Cross Platform Mobile Development Options10 Jan 2018
Over the last 12 months or so I’ve been lucky (probably!) to use a whole bunch of different technologies to build mobile apps.
I’m often asked about what’s the best strategy for efficiently building cross-platform apps, so I thought it might be interesting to look at the pros and cons of each approach to clarify my thoughts a bit.
TL,DR; It’s complicated, and depends on your business needs.
I don’t think it’s too controversial to state that apps written using native SDKs generally offer better user experiences than those written using cross-platform technologies.
Any solution that reuses the same code on both platforms by definition can only use common elements, and therefore can’t fully utilise all native elements on an individual platform.
In particular, any solutions use a browser control and use web technologies just don’t feel as slick as one using native SDK elements.
For most businesses, when they want a mobile app they want both an iOS and Android app.
It goes without saying they want to reduce the cost of doing this, but the UI quality they are happy with is a key factor in deciding what is the appropriate solution.
I inherited a project using Ionic, a Javascipt/Cordova/Angular framework that - as their website states:
… emulates native app UI guidelines and uses native SDKs, bringing the UI standards and device features of native apps together with the full power and flexibility of the open web
Once I’d got back into slight craziness of Angular, it was quite a nice way to develop. In particular the app worked pretty much identically on both iOS and Android without any extra effort.
The app is a pretty simple database-driven solution that presents information and checklists for workers when they are on a remote site. In this case functionality is much more important than a superslick UI.
Usuability was definitely more “functional” than “crafted” (although well designed), but TBH despite a lot of effort spent polishing the code, you can tell it’s a web app underneath.
Animations and transitions don’t feel native, and other UI elements aren’t quite right too - not surprising as they’re being emulated in a browser control.
For this particular app, using Cordova and Ionic was actually a decent solution. Development costs were definitely reduced compared to building two native apps, and the trade off with reduced UI quality was probably the correct one.
Despite having many years experience using C#/.Net I’d never considered using Xamarin before, mainly because it was quite expensive at first before Microsoft bought it a few years ago.
I inherited an app using Xamarin that needed completing, and I was pleasantly surprised how productive it was. All of the business and data logic could be shared across platforms, which was great saving of both development and testing time.

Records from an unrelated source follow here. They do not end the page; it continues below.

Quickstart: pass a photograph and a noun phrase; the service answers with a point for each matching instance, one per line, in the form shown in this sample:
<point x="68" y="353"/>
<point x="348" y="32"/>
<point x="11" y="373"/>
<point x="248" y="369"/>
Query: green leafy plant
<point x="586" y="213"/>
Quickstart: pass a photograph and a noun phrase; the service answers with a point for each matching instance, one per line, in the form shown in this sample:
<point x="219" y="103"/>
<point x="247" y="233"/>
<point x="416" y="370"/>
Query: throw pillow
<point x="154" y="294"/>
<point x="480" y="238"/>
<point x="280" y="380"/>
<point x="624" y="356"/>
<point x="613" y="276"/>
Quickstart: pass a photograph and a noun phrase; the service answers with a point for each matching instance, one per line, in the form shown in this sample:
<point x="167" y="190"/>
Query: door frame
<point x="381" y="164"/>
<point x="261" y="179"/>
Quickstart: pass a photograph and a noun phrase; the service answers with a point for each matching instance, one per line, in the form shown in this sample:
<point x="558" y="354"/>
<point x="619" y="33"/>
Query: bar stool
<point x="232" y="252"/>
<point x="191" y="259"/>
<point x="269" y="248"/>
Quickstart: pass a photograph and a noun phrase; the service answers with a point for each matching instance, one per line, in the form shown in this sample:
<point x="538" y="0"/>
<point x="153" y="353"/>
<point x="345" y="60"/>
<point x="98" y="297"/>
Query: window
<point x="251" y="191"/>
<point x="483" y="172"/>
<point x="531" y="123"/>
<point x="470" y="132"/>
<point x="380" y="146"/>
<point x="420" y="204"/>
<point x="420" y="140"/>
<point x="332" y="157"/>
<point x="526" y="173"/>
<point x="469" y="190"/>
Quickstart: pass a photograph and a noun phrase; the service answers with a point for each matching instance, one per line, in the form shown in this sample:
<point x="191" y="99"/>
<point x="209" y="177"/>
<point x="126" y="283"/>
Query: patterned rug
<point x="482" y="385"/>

The app downloads lots of information from a web-based CMS to display to the user, as well as allowing them to build up a local photo gallery.
The downloaded info is stored in a local Realm database, which has a nice cross-platform Xamarin implementation.
Each platform has its own native UI code (which obviously means it was written twice). However this isn’t quite as inefficient as it sounds as much of the code is simply binding to UI elements to data objects and watching observable events in the shared data library.
The main non-reusable work is designing the native layouts for each platform. This does mean you can design the best UI for each platform, and in consumer-focussed apps this may be an acceptable trade-off.
For apps where the user experience is important, and there is a lot of business/data logic that can be shared, I’d definitely recommend Xamarin as a good solution.
I should also mention there is a “Xamarin Forms” option not used here, a cross platform UI solution that uses native elements - obviously only UI elements common across both platfors. In some cases this may be an even better solution, especially for simple UIs.
Separate native apps
For a few of my clients I’ve built two separate versions of the same app for iOS and Android, using the native SDK for each.
Clearly this means none of the code is reused, but I don’t think it’s necessarily as inefficient as it sounds.
In both cases I built most/all of the iOS app first, which meant the UI/navigation/business logic could be iterated on until everyone was happy with it. Then once all of the problems had been solved, it was “simply” a case of reimplementing on Android - a task that was really easy (if a little boring) as it was very well defined what needed to be done.
As a small team of one, this is actually a pretty efficient way of working, and probably wasn’t much slower than the Xamarin solution given above. This is especially true for apps where most of the work is in crafting nice UIs rather than writing complicated business/data layer code.
Other advantages of building separate fully native apps, including having the quickest way of implementing new technologies, plus the code written in a way that is easier to find developers to maintain and extend.
Clearly there are other cross-platform solutions out there - in particular React Native looks very interesting - but as I haven’t really used them I won’t comment on them here.
As an experienced C# developer, for projects where I get to choose the tech stack I’ll definitely consider using Xamarin again. Having native UIs and reusable business/data code is probably a good compromise in may circumstances. If you have existing .Net development skills, I’d definitely recommend looking into going down this route.
For larger teams, or on consumer-focussed projects where UI quality is important, building native apps per platform can result in the highest quality experience, even if not the cheapest solution. Finding developers with native skills on each platform is probably easier too.
Using Cordova/web-based technologies can be the cheapest way of building cross-platforms mobile apps - especially if you already have those skills in house - but there is definitely a drop off in the UI quality compared to native solutions.